# Apparent Frequency (Doppler) Problem

1. Feb 25, 2009

### wallace13

The security alarm on a parked car goes off and produces a frequency of 952 Hz. The speed of sound is 343 m/s. As you drive toward this parked car, pass it, and drive away, you observe the frequency to change by 97 Hz. At what speed are you driving?

F=Fo [(Vsound- Vobserver)/(Vsound-Vsource)]

(952-97)=855

855= 952 [(343-V)/(343-0)]

V= 34.9485 m/s

2. Feb 25, 2009

### Sonolum

I think you're maybe missing a part of the problem...

On your approach, is the frequency is higher, or lower? What about when you're going away from the source?

So, if you notice a difference of 97 Hz, what is it the difference of - the frequencies heard at which points in your travel? What are your velocities during these times, in relation to the source?

3. Feb 25, 2009

### wallace13

The question only asks for one speed, and I added the 97 and subtracted 97 and it was still wrong. And its when you are moving away from the parked car, so wouldn't it be subtracted, anyway? And you're solving for the velocity when you're moving away.
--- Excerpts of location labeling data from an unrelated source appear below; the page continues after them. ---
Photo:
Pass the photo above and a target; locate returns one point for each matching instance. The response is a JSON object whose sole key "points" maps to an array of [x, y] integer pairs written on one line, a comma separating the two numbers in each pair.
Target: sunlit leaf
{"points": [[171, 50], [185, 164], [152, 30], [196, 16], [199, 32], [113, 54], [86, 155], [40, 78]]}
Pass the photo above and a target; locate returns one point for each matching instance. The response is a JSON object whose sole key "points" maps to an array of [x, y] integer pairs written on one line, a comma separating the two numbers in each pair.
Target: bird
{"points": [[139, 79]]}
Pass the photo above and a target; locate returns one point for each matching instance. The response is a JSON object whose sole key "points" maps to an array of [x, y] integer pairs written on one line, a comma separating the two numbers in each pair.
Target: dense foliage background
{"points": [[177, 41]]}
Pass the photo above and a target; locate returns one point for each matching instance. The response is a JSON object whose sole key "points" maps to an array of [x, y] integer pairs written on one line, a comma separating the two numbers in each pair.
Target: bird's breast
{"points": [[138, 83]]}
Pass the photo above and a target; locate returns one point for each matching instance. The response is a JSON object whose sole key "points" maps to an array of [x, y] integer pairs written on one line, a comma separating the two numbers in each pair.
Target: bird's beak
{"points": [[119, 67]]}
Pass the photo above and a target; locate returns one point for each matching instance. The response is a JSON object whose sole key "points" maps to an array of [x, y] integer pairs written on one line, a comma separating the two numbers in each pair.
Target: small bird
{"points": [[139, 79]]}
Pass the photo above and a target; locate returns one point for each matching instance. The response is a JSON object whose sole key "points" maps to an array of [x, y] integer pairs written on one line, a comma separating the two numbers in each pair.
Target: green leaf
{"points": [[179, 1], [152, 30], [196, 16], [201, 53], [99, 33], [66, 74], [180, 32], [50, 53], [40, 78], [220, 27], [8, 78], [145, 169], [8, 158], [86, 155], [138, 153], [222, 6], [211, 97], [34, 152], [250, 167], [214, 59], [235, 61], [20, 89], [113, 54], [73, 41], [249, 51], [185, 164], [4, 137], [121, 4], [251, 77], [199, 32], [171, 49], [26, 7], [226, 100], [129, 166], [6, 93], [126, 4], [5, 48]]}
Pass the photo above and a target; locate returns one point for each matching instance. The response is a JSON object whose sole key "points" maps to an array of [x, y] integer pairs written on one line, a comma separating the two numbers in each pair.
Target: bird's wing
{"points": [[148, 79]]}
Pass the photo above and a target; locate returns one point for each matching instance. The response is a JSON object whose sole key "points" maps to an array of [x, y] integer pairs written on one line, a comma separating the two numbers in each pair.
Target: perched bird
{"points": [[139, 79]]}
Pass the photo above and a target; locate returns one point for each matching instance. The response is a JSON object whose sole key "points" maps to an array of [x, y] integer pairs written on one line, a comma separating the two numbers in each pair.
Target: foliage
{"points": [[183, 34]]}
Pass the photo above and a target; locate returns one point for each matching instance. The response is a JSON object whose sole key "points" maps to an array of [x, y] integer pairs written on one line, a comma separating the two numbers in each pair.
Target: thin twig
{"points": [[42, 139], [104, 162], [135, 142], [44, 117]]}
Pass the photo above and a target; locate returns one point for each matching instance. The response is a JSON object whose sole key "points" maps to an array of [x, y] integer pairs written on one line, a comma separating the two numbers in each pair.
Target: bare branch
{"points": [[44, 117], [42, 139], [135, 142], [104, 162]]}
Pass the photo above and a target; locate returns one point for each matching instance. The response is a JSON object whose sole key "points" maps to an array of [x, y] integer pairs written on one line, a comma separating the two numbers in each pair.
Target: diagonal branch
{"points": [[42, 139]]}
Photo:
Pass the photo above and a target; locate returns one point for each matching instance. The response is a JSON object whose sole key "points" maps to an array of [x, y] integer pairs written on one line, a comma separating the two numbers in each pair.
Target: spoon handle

So all in all, I have no idea what you just said

4. Feb 25, 2009

### Sonolum

Okay, let me try again...

What's the frequency when you're aproaching the siren? What's the frequency when you're going away from it? The difference in frequency should be between these two numbers, I think...

Basically, try for something like [ F(approaching) - F(going away) ] = 97 Hz

5. Mar 5, 2009

### miasu

Okay, since 97 is the difference for approaching AND moving away from the car, you only want half the distance. That should solve you problem :)

(Just divide the answer you got by 2)